Building Self Worth & Self Esteem
Building a child's self confidence and self worth!
We often hear school professionals speaking of building children’s self-confidence. To accomplish this, many early childhood programs have been created that focus on skill development and task accomplishment. As children become more proficient in certain skills, their self-confidence grows. But, what about a child’s self-worth, is building self-confidence the same as building self-worth?
In my opinion, self-worth is the intrinsic understanding of one’s own value as a human being regardless of success or failure.
If building self-confidence comes through accomplishment, how then is self-worth developed? Some parents, not knowing that self-confidence and self-worth are both needed for a healthy life, exclusively promote accomplishment as the key to happiness. But, what happens if our child fails at a task or is unable to develop a particular skill? Does failure make them question their value as a person?
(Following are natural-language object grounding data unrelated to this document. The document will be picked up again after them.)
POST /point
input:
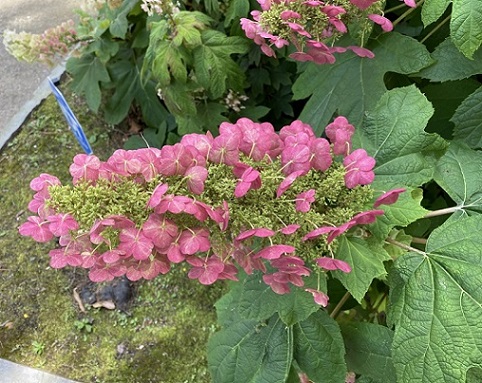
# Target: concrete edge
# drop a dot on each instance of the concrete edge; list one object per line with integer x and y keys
{"x": 38, "y": 96}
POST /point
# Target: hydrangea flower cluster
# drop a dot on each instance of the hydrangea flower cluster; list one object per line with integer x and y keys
{"x": 250, "y": 199}
{"x": 53, "y": 44}
{"x": 313, "y": 26}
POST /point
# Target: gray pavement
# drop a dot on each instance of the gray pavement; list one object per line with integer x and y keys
{"x": 20, "y": 83}
{"x": 15, "y": 373}
{"x": 22, "y": 87}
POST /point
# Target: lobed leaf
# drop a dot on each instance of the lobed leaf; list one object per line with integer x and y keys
{"x": 249, "y": 351}
{"x": 400, "y": 214}
{"x": 468, "y": 120}
{"x": 366, "y": 261}
{"x": 253, "y": 299}
{"x": 433, "y": 9}
{"x": 458, "y": 173}
{"x": 436, "y": 305}
{"x": 318, "y": 348}
{"x": 88, "y": 72}
{"x": 466, "y": 26}
{"x": 354, "y": 84}
{"x": 368, "y": 350}
{"x": 450, "y": 64}
{"x": 394, "y": 135}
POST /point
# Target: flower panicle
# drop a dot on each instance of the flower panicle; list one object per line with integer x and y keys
{"x": 312, "y": 27}
{"x": 143, "y": 210}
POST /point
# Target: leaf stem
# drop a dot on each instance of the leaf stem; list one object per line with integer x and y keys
{"x": 405, "y": 247}
{"x": 435, "y": 29}
{"x": 405, "y": 14}
{"x": 422, "y": 241}
{"x": 340, "y": 304}
{"x": 447, "y": 210}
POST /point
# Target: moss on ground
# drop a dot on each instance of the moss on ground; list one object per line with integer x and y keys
{"x": 162, "y": 336}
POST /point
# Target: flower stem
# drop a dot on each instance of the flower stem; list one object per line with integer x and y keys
{"x": 403, "y": 246}
{"x": 447, "y": 210}
{"x": 435, "y": 29}
{"x": 340, "y": 304}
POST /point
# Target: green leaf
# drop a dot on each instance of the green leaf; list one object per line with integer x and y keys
{"x": 319, "y": 349}
{"x": 236, "y": 10}
{"x": 468, "y": 120}
{"x": 450, "y": 64}
{"x": 251, "y": 298}
{"x": 466, "y": 26}
{"x": 393, "y": 134}
{"x": 153, "y": 112}
{"x": 433, "y": 9}
{"x": 251, "y": 352}
{"x": 458, "y": 172}
{"x": 215, "y": 70}
{"x": 366, "y": 260}
{"x": 87, "y": 72}
{"x": 354, "y": 84}
{"x": 368, "y": 350}
{"x": 436, "y": 306}
{"x": 126, "y": 78}
{"x": 402, "y": 213}
{"x": 178, "y": 99}
{"x": 119, "y": 25}
{"x": 446, "y": 98}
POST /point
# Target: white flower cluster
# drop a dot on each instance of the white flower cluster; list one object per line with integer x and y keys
{"x": 160, "y": 7}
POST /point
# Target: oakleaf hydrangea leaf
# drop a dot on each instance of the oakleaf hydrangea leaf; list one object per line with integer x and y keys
{"x": 450, "y": 64}
{"x": 87, "y": 72}
{"x": 433, "y": 9}
{"x": 250, "y": 351}
{"x": 215, "y": 70}
{"x": 394, "y": 135}
{"x": 402, "y": 213}
{"x": 468, "y": 120}
{"x": 319, "y": 348}
{"x": 369, "y": 350}
{"x": 366, "y": 261}
{"x": 436, "y": 306}
{"x": 458, "y": 172}
{"x": 353, "y": 84}
{"x": 466, "y": 26}
{"x": 253, "y": 299}
{"x": 465, "y": 22}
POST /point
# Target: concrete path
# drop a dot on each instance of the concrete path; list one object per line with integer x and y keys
{"x": 19, "y": 82}
{"x": 22, "y": 87}
{"x": 15, "y": 373}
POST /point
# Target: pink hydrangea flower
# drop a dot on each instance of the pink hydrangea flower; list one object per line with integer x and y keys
{"x": 386, "y": 24}
{"x": 359, "y": 169}
{"x": 304, "y": 200}
{"x": 329, "y": 263}
{"x": 37, "y": 228}
{"x": 340, "y": 132}
{"x": 287, "y": 182}
{"x": 207, "y": 272}
{"x": 363, "y": 4}
{"x": 319, "y": 297}
{"x": 85, "y": 167}
{"x": 61, "y": 224}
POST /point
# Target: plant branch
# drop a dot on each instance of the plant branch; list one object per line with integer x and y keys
{"x": 340, "y": 304}
{"x": 405, "y": 14}
{"x": 403, "y": 246}
{"x": 447, "y": 210}
{"x": 435, "y": 29}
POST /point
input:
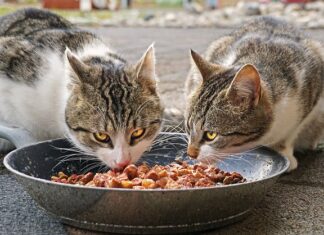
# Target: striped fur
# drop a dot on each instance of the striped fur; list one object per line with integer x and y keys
{"x": 52, "y": 91}
{"x": 290, "y": 67}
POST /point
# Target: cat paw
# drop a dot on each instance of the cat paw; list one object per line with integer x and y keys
{"x": 288, "y": 153}
{"x": 293, "y": 163}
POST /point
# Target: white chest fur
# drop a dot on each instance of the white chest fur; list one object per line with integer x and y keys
{"x": 39, "y": 107}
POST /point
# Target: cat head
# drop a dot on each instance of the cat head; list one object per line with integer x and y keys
{"x": 114, "y": 111}
{"x": 228, "y": 112}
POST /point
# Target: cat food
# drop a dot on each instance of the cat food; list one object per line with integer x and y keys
{"x": 176, "y": 175}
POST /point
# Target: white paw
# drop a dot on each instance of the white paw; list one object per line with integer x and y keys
{"x": 288, "y": 153}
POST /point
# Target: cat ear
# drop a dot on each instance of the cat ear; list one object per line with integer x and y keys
{"x": 245, "y": 88}
{"x": 80, "y": 69}
{"x": 206, "y": 68}
{"x": 145, "y": 67}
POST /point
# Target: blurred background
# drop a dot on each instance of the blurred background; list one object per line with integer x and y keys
{"x": 175, "y": 13}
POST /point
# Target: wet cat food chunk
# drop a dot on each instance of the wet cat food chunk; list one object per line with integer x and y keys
{"x": 177, "y": 175}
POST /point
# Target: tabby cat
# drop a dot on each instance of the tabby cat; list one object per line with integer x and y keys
{"x": 58, "y": 80}
{"x": 261, "y": 85}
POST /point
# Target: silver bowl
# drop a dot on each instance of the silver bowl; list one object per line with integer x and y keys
{"x": 144, "y": 211}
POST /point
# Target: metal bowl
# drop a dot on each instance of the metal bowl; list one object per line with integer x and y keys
{"x": 144, "y": 211}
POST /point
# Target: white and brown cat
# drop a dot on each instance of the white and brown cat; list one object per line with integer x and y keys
{"x": 261, "y": 85}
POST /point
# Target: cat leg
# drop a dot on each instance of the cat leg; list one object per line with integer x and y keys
{"x": 287, "y": 151}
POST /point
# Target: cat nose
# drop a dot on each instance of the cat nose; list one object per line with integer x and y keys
{"x": 123, "y": 164}
{"x": 192, "y": 151}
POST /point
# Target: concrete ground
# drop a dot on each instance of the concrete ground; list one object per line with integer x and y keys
{"x": 295, "y": 205}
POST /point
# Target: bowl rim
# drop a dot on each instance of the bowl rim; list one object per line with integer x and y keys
{"x": 45, "y": 181}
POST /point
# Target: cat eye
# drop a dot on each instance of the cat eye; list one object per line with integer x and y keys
{"x": 209, "y": 136}
{"x": 138, "y": 133}
{"x": 101, "y": 137}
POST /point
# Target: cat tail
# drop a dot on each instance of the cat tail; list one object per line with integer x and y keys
{"x": 173, "y": 120}
{"x": 6, "y": 146}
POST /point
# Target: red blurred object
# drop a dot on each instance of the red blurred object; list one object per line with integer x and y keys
{"x": 61, "y": 4}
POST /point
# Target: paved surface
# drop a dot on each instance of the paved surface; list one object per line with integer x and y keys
{"x": 295, "y": 205}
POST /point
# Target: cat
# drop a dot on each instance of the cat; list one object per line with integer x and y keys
{"x": 57, "y": 80}
{"x": 261, "y": 85}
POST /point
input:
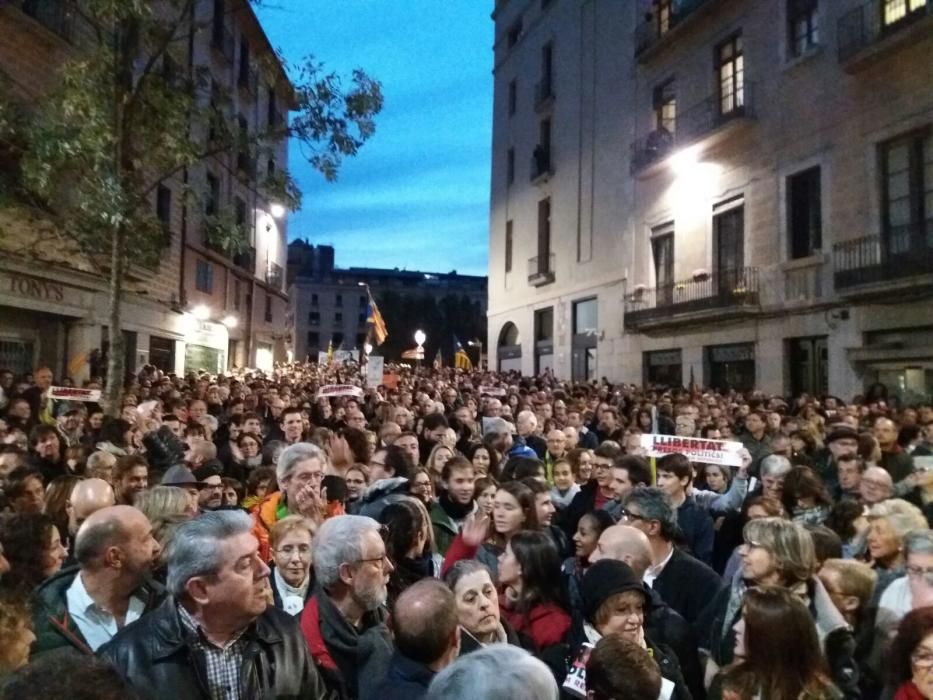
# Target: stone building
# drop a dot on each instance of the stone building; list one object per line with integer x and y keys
{"x": 199, "y": 308}
{"x": 735, "y": 192}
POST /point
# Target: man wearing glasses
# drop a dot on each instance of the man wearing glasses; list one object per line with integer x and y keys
{"x": 344, "y": 621}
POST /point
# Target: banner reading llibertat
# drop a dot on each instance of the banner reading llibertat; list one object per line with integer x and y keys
{"x": 724, "y": 452}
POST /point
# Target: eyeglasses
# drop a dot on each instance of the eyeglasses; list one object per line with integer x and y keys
{"x": 920, "y": 572}
{"x": 922, "y": 659}
{"x": 630, "y": 516}
{"x": 302, "y": 550}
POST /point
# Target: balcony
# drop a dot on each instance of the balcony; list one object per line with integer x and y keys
{"x": 274, "y": 276}
{"x": 874, "y": 265}
{"x": 222, "y": 42}
{"x": 871, "y": 31}
{"x": 544, "y": 94}
{"x": 57, "y": 17}
{"x": 541, "y": 270}
{"x": 725, "y": 294}
{"x": 541, "y": 166}
{"x": 652, "y": 35}
{"x": 714, "y": 116}
{"x": 248, "y": 79}
{"x": 246, "y": 260}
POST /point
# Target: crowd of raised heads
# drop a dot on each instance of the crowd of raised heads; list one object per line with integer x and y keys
{"x": 461, "y": 534}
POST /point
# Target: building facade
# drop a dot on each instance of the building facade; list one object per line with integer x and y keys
{"x": 329, "y": 304}
{"x": 681, "y": 191}
{"x": 198, "y": 308}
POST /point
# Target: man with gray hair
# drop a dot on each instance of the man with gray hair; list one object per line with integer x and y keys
{"x": 216, "y": 636}
{"x": 344, "y": 621}
{"x": 683, "y": 582}
{"x": 498, "y": 672}
{"x": 82, "y": 607}
{"x": 299, "y": 472}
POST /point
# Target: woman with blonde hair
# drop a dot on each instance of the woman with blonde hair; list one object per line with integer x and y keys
{"x": 779, "y": 552}
{"x": 889, "y": 522}
{"x": 166, "y": 507}
{"x": 291, "y": 578}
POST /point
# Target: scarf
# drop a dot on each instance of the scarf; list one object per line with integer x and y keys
{"x": 361, "y": 655}
{"x": 908, "y": 691}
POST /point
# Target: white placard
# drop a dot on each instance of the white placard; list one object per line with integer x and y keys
{"x": 724, "y": 452}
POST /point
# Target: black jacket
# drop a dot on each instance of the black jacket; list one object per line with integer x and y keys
{"x": 687, "y": 585}
{"x": 405, "y": 680}
{"x": 154, "y": 656}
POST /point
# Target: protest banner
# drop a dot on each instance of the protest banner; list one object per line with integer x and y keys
{"x": 375, "y": 365}
{"x": 723, "y": 452}
{"x": 72, "y": 393}
{"x": 332, "y": 390}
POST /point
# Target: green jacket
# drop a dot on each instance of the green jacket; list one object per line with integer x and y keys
{"x": 53, "y": 626}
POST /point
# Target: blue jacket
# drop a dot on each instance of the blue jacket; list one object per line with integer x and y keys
{"x": 405, "y": 680}
{"x": 697, "y": 527}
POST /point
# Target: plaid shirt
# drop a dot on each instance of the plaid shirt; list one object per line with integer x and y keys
{"x": 223, "y": 665}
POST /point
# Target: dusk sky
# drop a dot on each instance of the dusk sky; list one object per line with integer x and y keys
{"x": 417, "y": 195}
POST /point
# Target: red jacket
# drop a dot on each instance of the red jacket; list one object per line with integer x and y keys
{"x": 546, "y": 624}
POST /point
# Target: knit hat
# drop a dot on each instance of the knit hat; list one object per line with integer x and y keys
{"x": 180, "y": 475}
{"x": 841, "y": 432}
{"x": 208, "y": 469}
{"x": 604, "y": 579}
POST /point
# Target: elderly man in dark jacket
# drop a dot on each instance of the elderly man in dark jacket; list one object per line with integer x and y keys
{"x": 427, "y": 640}
{"x": 217, "y": 636}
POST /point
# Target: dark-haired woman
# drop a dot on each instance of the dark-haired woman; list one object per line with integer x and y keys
{"x": 911, "y": 657}
{"x": 778, "y": 652}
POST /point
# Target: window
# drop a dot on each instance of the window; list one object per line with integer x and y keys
{"x": 204, "y": 277}
{"x": 164, "y": 207}
{"x": 897, "y": 10}
{"x": 730, "y": 67}
{"x": 665, "y": 107}
{"x": 803, "y": 213}
{"x": 585, "y": 316}
{"x": 907, "y": 167}
{"x": 664, "y": 15}
{"x": 212, "y": 205}
{"x": 802, "y": 26}
{"x": 544, "y": 235}
{"x": 546, "y": 88}
{"x": 514, "y": 34}
{"x": 662, "y": 250}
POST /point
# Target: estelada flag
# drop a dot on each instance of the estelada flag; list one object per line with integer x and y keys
{"x": 374, "y": 317}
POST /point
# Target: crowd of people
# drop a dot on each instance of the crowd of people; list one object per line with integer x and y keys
{"x": 463, "y": 534}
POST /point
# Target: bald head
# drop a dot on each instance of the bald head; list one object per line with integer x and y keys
{"x": 626, "y": 544}
{"x": 425, "y": 623}
{"x": 88, "y": 496}
{"x": 106, "y": 528}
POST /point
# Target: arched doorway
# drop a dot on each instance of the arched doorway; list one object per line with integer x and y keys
{"x": 509, "y": 348}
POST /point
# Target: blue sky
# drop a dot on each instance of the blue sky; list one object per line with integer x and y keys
{"x": 417, "y": 195}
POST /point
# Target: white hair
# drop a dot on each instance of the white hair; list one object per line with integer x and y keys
{"x": 339, "y": 541}
{"x": 293, "y": 454}
{"x": 497, "y": 672}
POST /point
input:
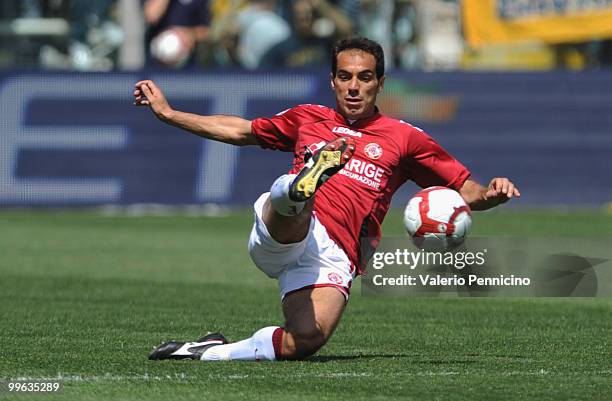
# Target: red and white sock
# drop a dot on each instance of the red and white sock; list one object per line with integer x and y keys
{"x": 264, "y": 345}
{"x": 279, "y": 196}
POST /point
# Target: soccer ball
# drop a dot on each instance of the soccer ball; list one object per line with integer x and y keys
{"x": 437, "y": 218}
{"x": 172, "y": 47}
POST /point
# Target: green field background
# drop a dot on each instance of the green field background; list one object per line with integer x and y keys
{"x": 85, "y": 296}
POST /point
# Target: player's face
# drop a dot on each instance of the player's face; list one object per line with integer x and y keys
{"x": 355, "y": 84}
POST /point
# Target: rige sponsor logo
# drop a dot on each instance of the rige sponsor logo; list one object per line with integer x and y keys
{"x": 364, "y": 172}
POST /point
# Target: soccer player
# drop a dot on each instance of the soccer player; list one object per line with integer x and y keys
{"x": 349, "y": 161}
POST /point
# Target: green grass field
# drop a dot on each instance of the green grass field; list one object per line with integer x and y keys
{"x": 84, "y": 297}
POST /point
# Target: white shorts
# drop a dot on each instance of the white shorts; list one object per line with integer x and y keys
{"x": 314, "y": 262}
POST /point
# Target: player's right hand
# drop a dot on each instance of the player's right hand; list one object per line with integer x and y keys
{"x": 147, "y": 93}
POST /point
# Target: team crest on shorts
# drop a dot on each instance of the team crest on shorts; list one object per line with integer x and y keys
{"x": 373, "y": 150}
{"x": 334, "y": 278}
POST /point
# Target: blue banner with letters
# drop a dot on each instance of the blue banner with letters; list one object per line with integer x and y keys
{"x": 74, "y": 139}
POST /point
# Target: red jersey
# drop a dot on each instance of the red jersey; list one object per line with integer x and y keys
{"x": 352, "y": 204}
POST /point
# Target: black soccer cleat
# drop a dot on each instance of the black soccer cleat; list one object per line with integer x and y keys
{"x": 187, "y": 350}
{"x": 330, "y": 159}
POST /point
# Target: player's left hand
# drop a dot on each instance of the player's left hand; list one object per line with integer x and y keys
{"x": 502, "y": 190}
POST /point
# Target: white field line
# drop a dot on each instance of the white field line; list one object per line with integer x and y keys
{"x": 108, "y": 377}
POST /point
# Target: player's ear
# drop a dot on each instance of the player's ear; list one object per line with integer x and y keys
{"x": 381, "y": 84}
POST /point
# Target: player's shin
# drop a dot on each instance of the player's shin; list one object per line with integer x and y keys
{"x": 264, "y": 345}
{"x": 279, "y": 196}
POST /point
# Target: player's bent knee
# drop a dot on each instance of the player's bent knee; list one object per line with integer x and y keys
{"x": 304, "y": 342}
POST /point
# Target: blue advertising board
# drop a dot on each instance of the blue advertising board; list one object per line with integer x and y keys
{"x": 74, "y": 139}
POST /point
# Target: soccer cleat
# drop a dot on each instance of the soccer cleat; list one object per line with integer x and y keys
{"x": 187, "y": 350}
{"x": 319, "y": 168}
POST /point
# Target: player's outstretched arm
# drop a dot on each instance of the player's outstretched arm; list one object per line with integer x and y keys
{"x": 500, "y": 190}
{"x": 228, "y": 129}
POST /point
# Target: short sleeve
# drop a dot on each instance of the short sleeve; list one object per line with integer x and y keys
{"x": 428, "y": 164}
{"x": 281, "y": 131}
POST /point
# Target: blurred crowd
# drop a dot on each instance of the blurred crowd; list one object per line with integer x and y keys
{"x": 102, "y": 35}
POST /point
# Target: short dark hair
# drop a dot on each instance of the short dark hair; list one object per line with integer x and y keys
{"x": 364, "y": 44}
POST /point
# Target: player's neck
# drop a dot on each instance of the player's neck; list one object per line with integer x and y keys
{"x": 352, "y": 120}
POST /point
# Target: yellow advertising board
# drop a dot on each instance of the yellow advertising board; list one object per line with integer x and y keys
{"x": 489, "y": 22}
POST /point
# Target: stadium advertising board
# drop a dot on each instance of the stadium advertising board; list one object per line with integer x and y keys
{"x": 509, "y": 21}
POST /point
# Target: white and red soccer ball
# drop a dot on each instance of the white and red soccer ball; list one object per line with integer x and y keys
{"x": 173, "y": 47}
{"x": 437, "y": 218}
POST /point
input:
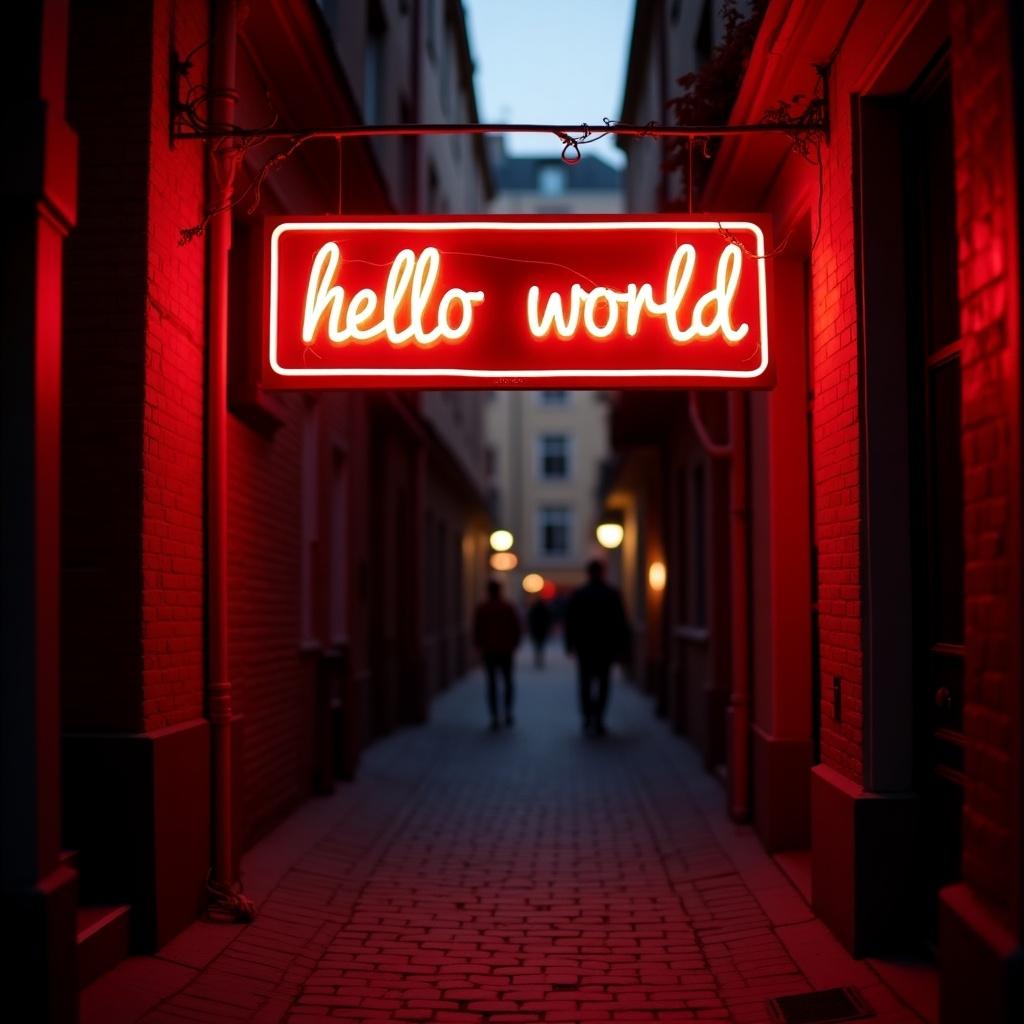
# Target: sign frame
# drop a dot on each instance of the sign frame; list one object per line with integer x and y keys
{"x": 275, "y": 377}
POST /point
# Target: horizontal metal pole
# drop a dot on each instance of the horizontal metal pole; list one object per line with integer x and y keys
{"x": 574, "y": 133}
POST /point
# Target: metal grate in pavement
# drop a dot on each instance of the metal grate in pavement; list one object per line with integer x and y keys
{"x": 829, "y": 1006}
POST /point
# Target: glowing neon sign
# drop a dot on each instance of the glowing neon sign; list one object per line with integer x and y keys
{"x": 516, "y": 302}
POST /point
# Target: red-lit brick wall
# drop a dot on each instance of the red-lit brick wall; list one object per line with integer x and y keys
{"x": 272, "y": 683}
{"x": 836, "y": 446}
{"x": 173, "y": 399}
{"x": 132, "y": 638}
{"x": 985, "y": 187}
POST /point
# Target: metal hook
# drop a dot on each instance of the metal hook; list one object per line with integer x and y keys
{"x": 572, "y": 157}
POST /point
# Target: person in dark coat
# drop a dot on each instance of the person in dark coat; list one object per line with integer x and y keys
{"x": 497, "y": 633}
{"x": 597, "y": 632}
{"x": 539, "y": 624}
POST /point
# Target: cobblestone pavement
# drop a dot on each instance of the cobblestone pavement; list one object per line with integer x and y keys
{"x": 532, "y": 875}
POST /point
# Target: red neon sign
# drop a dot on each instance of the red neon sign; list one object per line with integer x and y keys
{"x": 516, "y": 302}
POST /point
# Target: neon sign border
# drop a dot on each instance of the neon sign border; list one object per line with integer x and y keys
{"x": 498, "y": 376}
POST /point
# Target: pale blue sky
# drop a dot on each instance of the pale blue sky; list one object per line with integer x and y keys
{"x": 550, "y": 61}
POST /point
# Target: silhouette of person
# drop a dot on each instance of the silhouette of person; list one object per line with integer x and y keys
{"x": 597, "y": 632}
{"x": 539, "y": 624}
{"x": 496, "y": 633}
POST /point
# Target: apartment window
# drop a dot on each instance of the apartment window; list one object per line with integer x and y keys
{"x": 556, "y": 526}
{"x": 554, "y": 451}
{"x": 554, "y": 397}
{"x": 552, "y": 179}
{"x": 373, "y": 68}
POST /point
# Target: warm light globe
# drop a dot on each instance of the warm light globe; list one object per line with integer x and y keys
{"x": 501, "y": 540}
{"x": 532, "y": 583}
{"x": 609, "y": 535}
{"x": 656, "y": 576}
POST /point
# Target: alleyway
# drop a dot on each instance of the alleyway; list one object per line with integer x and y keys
{"x": 528, "y": 876}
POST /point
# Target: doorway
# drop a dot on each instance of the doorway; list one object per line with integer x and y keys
{"x": 936, "y": 479}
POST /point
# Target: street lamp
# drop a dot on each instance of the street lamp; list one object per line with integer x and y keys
{"x": 503, "y": 561}
{"x": 502, "y": 540}
{"x": 656, "y": 576}
{"x": 532, "y": 583}
{"x": 609, "y": 535}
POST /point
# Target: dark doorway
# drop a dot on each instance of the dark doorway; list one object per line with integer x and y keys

Or what happens when we put too much emphasis on achievement and our children start to develop obsessive behaviors in pursuit of success?
In Victor Frankel’s classic book, Man’s Search for Meaning, Frankel felt that in order for a person’s life to have meaning there were three things that were needed; being engaged in a meaningful endeavor, learning to love and be loved and the ability to give meaning to our sufferings.
Dr. Frankel certainly knew that being engaged in a significant endeavor and giving our struggles meaning was critical. But, he also understood that being loved and loving another was vital to a meaningful life. As a counselor, I have seen an interesting correlation between people who know they are lovable and their level of self-worth. True inner strength in life seems to emanate, not from our accomplishments, but from the knowledge that we are lovable and can love others. For many this pure love is experienced through a parent, a friend, a companion or God.
One of my dearest memories is of my mother and her unconditional love for her children. To this day that knowledge has provided me with an invaluable inner peace. To know I am loved and able to receive that love is moving. I have seen people spend an entire life searching for the unconditional love that they never received and deserved as a child only to try and replace it with accomplishments and unhealthy relationships.
As a parent, you are the wellspring of your family’s love. Finding moments to interact with your children in a non-judgmental, non-task driven fashion is critical. Simple moments like a walk, making cookies, eating a meal together or just sitting and talking can mean so much to the development of a child’s self-worth. It is through these moments that our children come to understand that achievement alone does not give life value; rather it is the knowledge of being unconditionally loved by another and learning how to return that love that shapes our feelings of self-worth and provides our life with true purpose.